Monday, January 18, 2010

Still Lessons to be Learned

Today is MLK Day, Martin Luther King's observance. He was a great man, a Godly man. He had messages that we can all still learn from today. But I'm afraid he, and his message, have been placed in a box he was trying to open decades ago. The race box. And it could be eye opening to look at that box.

Martin Luther King, along with his day of observance, was first observed in 1986 after President Reagan signed it into law in 1983. It was immediately embraced by the black community. It has taken nearly 25 years for the typical holiday observances to reach the magnitude it is today. But that, said, it's not as observed, yet, as some other holidays. We do close the federal offices, post offices and post offices, along with banks now. Some school districts have the day off, but if you look carefully, alot of those school districts are urban schools with a majority of black students. Out in the suburbs, its still unusual to have this day off. Such is the case here, around the Detroit area. We lived in the New England region for a few years and there, they would really observe the day by having the children learn excerpts from Mr. King's famous, "I Have a Dream" speech. In my opinion, learning about the man, his message and his words is observing the day in a much more genuine way that having the day off from school or work, simply to play for the day or a few more hours to get errands such as groceries done. But that's just me.

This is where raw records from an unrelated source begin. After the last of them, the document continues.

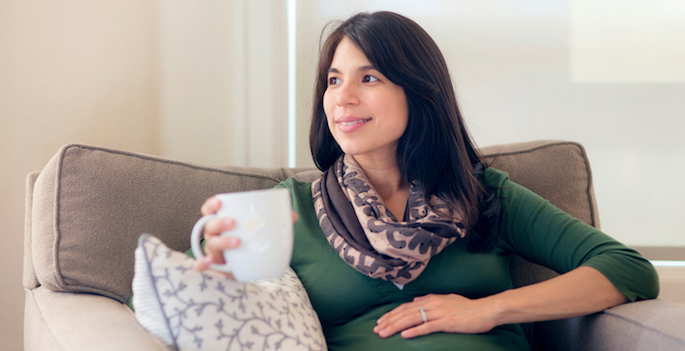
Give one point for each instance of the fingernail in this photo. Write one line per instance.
(233, 241)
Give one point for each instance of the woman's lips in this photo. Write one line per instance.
(350, 124)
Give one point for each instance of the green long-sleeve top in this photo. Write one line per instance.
(348, 303)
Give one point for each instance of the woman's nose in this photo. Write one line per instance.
(347, 94)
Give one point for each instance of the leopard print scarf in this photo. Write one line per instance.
(368, 236)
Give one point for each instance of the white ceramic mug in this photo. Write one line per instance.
(263, 222)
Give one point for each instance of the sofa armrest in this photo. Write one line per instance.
(82, 322)
(645, 325)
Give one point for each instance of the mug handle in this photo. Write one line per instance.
(195, 243)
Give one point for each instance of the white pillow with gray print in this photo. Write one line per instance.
(191, 310)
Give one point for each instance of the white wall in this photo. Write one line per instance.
(609, 75)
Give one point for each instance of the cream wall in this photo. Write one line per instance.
(159, 77)
(70, 71)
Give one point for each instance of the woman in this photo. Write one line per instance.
(406, 233)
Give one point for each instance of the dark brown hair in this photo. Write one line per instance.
(436, 149)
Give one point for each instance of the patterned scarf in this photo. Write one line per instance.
(368, 236)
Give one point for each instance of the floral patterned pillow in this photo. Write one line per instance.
(191, 310)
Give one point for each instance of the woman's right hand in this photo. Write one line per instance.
(215, 244)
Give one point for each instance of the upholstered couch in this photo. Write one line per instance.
(87, 208)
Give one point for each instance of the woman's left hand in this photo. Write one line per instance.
(444, 313)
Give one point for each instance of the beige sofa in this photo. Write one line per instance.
(86, 209)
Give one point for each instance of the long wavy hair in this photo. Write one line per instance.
(436, 149)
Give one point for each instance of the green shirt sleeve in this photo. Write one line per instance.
(540, 232)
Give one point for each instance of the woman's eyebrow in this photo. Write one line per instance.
(360, 69)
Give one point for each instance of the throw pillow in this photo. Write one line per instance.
(191, 310)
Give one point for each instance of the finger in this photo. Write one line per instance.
(202, 264)
(422, 329)
(406, 318)
(217, 226)
(215, 247)
(211, 205)
(398, 312)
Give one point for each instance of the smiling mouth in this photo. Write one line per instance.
(354, 122)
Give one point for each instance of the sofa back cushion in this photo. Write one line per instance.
(90, 205)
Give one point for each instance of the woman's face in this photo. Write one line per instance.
(366, 112)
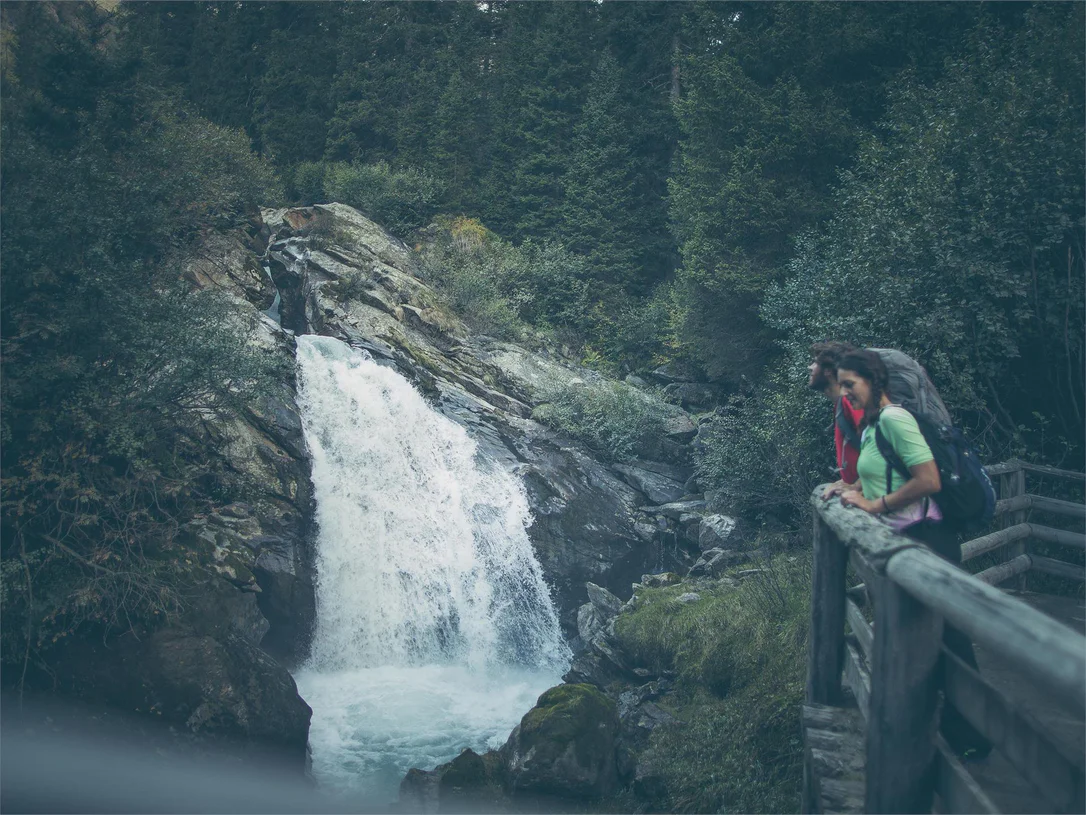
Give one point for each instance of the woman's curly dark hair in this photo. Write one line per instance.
(868, 365)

I feel that one of the most quoted phrases that epitomizes Mr. King is the one that says he dreams of the day his children aren't judged by the color of their skin, but by the content of their character. What a great quote. What a great sentiment. And what a great goal. I think in the four decades that has passed since it was originally spoken, things between the black and white communities have improved. But it hasn't arrived yet. One of his last speeches he gave was about the Vietnam War. In it, he said that darkness doesn't dispel darkness. Light does. And hate does not cure hate. Love does. Isn't that profound? A little obvious, but profound, nonetheless. In this fight for race equality, I think both sides have, at times, forgotten this simple concept. I think it also holds true in most conflicts of ideals. Hate is met with hate. We see it in the abortion protests. We see it in the gay protests. Hate is met with hate. And hate will never, ever change someone's mind. It will never be the more attractive option. God did not intend for His people to use His words and His teachings to spew hate toward anyone. And that does not give the recipients of the radical, over-zealous religious protests the right to meet their hatred with hatred of their own. Two wrongs don't make a right, remember? Martin Luther King has been held up as a great man in the civil rights movement. We also need to remember he was a great follower of God.

"The content of our character." That's a sermon and life-goal for all of us, black, white, Jew, Islam, gay, straight, Christian or not. Let's consider the next time we have a difference of opinion, difference of ideals, difference of lifestyles what the content of our character is showing the world. Let's all, all of us, strive to make this one phrase spoken by Martin Luther King many, many years ago more the norm than not. I think it would go a very long way in this world.